= Josef Deckert =

Austrian anti-Semitic agitator (1843–1901)

Josef Deckert (17 November 1843 in Drösing, Lower Austria – 23 March 1901), also known as Francis, was an Austrian Catholic priest and antisemitic agitator. Deckert was a propagandist of the blood libel against the Jews.

From the 1870s Deckert was identified with the Austrian antisemitic movement. He did not become prominent until the liberal press exposed some of his questionable business transactions. In retaliation he published a pamphlet on Simon of Trent, in an effort to confirm the truth of the blood accusation (Ein Ritualmord Actenmässig Nachgewiesen, Vienna 1893). Actuated by the same motive, he induced the convert Paulus Meyer to write an account of a ritual murder which he pretended to have seen in 1875 in Ostrov, Russia. The story was published in the Vienna Vaterland, and the parties named as perpetrators in the crime brought a libel suit against Meyer and Deckert, the latter being sentenced (Sept. 15, 1893) to a fine of 400 florins ($160).

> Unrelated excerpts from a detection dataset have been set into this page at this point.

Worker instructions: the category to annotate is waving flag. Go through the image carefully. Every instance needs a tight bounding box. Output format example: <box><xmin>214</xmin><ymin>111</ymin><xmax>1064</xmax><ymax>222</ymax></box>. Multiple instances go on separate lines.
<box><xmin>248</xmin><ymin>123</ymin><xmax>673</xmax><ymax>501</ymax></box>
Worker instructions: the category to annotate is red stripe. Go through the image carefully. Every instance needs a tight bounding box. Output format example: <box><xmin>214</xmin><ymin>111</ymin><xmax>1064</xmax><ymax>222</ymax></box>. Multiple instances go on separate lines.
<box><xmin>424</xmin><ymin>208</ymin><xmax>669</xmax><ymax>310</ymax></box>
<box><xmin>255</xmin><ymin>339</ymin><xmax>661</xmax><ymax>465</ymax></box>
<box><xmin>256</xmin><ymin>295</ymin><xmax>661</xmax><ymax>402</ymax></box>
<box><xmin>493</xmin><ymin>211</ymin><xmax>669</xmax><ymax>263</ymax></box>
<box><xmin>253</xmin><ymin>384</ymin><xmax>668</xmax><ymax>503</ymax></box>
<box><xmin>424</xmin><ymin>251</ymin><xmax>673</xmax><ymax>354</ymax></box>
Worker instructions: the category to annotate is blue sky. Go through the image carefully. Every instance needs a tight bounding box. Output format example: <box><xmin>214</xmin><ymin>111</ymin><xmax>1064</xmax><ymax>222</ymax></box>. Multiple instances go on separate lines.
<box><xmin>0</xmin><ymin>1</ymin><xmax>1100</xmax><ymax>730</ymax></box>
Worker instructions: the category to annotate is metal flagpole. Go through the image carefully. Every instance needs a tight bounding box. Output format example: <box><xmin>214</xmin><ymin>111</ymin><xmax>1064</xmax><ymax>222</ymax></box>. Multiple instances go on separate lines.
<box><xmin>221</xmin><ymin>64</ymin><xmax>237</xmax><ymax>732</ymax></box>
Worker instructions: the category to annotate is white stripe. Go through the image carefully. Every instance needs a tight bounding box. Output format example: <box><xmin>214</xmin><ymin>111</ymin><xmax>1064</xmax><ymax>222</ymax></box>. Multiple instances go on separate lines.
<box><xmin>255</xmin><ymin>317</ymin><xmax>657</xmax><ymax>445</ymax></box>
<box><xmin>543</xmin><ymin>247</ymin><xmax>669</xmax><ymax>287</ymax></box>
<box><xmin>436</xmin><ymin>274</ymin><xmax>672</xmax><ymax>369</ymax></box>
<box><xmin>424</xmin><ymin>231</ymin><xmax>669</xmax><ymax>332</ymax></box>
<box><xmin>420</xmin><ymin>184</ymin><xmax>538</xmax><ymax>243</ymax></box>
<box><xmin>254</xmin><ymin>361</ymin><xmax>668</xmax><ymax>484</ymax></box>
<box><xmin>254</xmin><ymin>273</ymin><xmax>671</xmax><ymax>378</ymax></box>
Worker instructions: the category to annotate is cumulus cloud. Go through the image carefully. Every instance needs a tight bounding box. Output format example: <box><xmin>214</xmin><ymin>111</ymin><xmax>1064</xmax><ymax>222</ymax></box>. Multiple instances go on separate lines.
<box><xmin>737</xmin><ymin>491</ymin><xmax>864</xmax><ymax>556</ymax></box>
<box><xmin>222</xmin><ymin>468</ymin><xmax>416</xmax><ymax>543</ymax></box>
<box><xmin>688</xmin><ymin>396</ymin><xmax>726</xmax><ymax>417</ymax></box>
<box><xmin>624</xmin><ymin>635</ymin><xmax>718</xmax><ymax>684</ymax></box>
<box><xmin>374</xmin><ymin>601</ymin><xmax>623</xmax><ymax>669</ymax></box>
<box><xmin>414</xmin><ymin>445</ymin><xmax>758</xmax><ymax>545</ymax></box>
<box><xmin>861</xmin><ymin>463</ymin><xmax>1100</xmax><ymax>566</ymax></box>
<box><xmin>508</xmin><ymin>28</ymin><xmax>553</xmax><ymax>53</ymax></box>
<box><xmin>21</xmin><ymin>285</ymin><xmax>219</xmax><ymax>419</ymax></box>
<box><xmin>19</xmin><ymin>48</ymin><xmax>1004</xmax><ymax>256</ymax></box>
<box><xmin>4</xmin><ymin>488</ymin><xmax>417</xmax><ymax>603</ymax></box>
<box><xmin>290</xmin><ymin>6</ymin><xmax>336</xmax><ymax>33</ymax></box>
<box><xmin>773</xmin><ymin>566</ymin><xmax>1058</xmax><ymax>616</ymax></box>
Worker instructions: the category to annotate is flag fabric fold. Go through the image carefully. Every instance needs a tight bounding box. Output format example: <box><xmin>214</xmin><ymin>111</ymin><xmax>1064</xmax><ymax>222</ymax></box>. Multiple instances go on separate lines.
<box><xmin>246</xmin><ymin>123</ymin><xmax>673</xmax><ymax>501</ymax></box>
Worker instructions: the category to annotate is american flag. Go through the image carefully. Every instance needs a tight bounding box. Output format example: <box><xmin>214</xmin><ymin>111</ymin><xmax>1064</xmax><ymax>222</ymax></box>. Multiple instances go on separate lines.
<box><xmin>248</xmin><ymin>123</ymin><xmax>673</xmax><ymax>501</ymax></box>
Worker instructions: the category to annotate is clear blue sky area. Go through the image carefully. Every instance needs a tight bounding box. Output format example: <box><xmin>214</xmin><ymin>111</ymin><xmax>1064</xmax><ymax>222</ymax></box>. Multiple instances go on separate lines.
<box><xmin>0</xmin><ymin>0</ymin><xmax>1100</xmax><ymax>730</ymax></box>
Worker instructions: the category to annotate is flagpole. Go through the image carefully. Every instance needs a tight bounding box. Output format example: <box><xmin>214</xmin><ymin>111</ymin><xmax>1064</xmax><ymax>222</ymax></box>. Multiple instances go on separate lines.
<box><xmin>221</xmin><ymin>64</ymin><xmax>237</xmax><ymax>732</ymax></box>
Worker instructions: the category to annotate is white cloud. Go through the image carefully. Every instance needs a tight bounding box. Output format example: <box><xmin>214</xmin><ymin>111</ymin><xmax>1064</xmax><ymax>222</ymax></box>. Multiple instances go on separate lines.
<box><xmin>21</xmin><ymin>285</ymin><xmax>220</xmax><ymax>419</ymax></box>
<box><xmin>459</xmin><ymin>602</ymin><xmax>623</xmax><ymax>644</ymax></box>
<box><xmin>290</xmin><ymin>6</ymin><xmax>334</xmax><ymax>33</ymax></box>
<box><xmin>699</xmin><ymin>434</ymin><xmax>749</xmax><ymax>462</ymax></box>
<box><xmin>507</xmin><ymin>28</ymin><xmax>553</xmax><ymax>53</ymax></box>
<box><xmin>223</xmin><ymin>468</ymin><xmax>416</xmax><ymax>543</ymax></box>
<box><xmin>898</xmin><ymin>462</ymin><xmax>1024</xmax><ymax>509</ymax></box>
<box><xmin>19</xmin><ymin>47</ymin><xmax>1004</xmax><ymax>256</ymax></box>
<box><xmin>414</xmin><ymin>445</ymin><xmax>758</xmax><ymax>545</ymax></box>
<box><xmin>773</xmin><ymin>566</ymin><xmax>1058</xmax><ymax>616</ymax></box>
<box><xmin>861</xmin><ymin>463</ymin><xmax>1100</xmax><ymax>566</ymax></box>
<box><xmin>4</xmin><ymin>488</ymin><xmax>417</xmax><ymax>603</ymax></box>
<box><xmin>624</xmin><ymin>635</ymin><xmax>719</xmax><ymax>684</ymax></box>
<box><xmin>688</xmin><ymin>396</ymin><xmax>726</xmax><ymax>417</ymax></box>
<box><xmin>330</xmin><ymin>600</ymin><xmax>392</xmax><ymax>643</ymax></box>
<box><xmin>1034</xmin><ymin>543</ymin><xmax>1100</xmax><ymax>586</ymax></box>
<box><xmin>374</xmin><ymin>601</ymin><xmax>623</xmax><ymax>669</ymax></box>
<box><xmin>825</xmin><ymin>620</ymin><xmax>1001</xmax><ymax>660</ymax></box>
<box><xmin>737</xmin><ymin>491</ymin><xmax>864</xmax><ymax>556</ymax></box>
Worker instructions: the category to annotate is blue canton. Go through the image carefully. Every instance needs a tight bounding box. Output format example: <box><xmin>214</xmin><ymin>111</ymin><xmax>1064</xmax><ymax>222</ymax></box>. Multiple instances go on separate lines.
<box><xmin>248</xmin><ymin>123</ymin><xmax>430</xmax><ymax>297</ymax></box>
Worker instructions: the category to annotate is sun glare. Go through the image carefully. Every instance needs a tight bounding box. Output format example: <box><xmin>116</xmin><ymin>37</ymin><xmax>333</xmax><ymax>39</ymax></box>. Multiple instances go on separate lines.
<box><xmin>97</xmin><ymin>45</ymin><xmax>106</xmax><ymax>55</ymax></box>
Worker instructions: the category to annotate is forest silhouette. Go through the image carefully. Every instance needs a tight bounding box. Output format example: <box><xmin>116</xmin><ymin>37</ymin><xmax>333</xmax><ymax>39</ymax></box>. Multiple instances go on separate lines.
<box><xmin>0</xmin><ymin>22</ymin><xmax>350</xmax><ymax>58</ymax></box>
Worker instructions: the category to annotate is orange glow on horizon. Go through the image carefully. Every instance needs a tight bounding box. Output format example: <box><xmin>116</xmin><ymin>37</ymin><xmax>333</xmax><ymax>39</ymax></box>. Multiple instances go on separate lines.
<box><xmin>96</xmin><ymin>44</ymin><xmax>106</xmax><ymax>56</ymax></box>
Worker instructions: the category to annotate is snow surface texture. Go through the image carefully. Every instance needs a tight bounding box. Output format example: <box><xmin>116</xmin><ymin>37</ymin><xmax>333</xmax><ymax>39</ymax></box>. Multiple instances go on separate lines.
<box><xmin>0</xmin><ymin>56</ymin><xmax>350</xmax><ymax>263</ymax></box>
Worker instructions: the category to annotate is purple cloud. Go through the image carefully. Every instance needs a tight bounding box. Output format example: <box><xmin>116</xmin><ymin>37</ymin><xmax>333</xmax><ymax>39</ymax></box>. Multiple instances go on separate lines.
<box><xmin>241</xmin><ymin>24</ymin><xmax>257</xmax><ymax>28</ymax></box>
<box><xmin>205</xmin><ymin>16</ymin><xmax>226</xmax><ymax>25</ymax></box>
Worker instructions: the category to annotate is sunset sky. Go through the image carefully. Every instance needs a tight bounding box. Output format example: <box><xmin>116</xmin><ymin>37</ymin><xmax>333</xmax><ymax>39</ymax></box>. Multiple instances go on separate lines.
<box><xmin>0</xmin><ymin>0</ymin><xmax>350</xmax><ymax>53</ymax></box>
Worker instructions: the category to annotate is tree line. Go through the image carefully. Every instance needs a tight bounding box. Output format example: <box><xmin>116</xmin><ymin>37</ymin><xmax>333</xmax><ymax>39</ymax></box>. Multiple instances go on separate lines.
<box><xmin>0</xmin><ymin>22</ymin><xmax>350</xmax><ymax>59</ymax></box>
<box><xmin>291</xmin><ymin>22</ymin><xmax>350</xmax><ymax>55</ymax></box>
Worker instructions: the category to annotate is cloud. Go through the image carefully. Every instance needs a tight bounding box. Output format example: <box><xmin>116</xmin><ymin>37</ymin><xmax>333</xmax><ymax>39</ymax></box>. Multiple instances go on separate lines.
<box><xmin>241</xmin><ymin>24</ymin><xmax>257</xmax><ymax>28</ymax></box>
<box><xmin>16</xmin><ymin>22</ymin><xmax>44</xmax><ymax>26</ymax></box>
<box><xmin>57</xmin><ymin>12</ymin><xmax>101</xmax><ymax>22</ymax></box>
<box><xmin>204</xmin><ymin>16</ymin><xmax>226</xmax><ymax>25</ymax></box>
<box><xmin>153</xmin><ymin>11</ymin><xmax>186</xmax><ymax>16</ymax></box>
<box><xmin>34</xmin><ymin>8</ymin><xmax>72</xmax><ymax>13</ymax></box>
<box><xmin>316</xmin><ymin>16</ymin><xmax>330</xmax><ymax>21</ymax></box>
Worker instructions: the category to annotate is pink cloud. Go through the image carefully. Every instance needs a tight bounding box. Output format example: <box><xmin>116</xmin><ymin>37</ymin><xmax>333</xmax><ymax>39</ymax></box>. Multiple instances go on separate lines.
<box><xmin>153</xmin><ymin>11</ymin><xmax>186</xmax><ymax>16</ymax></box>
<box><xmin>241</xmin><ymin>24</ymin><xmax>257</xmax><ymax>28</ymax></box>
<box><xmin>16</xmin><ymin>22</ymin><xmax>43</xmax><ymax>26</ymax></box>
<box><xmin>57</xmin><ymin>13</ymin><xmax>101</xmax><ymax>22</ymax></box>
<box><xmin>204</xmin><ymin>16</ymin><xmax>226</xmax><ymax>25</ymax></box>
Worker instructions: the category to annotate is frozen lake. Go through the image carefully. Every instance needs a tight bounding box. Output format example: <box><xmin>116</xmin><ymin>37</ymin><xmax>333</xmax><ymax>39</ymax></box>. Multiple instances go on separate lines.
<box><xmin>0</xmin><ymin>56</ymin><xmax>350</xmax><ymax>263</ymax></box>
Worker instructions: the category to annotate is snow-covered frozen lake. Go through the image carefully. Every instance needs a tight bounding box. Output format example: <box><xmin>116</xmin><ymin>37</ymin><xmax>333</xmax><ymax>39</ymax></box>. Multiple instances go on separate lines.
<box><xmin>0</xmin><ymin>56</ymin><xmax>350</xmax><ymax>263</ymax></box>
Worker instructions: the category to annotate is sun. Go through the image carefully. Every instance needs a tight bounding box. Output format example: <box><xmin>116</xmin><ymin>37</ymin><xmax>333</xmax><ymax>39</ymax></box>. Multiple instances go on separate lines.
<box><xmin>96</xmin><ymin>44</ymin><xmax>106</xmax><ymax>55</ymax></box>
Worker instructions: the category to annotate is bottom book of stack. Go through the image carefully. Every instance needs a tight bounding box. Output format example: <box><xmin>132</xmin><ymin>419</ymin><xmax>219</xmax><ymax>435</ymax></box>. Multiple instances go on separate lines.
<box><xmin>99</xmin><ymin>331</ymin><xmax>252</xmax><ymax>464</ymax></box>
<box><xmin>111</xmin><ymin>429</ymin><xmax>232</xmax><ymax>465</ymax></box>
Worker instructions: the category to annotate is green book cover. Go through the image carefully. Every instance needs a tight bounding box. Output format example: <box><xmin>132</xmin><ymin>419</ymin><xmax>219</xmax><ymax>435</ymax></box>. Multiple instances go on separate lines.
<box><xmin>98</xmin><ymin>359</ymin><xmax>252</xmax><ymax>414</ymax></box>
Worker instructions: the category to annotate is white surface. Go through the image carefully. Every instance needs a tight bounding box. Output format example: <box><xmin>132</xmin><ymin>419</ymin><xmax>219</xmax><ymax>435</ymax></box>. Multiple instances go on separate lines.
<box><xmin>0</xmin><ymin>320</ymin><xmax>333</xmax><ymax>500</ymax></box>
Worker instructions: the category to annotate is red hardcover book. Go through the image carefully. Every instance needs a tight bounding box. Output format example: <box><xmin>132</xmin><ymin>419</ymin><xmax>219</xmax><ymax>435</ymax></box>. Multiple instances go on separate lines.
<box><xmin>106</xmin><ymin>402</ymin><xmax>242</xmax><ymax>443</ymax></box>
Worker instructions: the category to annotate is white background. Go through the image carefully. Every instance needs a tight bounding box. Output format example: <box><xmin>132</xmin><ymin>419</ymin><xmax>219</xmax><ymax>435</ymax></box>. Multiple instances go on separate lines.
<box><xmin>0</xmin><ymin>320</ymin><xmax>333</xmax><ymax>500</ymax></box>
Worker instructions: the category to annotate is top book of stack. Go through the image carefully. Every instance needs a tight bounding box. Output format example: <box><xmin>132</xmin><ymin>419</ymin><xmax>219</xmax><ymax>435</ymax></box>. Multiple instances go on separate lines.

Deckert continued to preach anti-Jewish sermons, which he published in his magazine, Der Sendbote des Heiligen Joseph. To one of these sermons he appended a "prayer for the distress caused by the Jews" (1894), a travesty of the "Lord's prayer" in the most infamous language. The government confiscated it. His violent diatribes were several times the object of an interpellation in the Reichsrat, and evoked from the premier, Prince Windischgrätz, the reply (May 27, 1895) that he regretted such expressions were heard from a Christian pulpit. Nevertheless, the lawsuit brought against Deckert for inciting riots was dismissed (Jan. 14, 1896). He continued his tirades with a collection of sermons under the title Juden 'raus! (Out with the Jews), published in the same year. He became popular with the antisemitic city government, and in 1899 was given the Salvator gold medal, the highest distinction in the gift of the city. He, however, bequeathed in his will a sum for charity to be distributed without regard to religious distinctions. He died in Vienna on March 21, 1901.

==Jewish Encyclopedia bibliography==
- Mittheilungen aus dem Vereine zur Abwehr des Antisemitismus;
- Oesterreichische Wochenschrift, passim;
- Neue Freie Presse, March 23, 1901.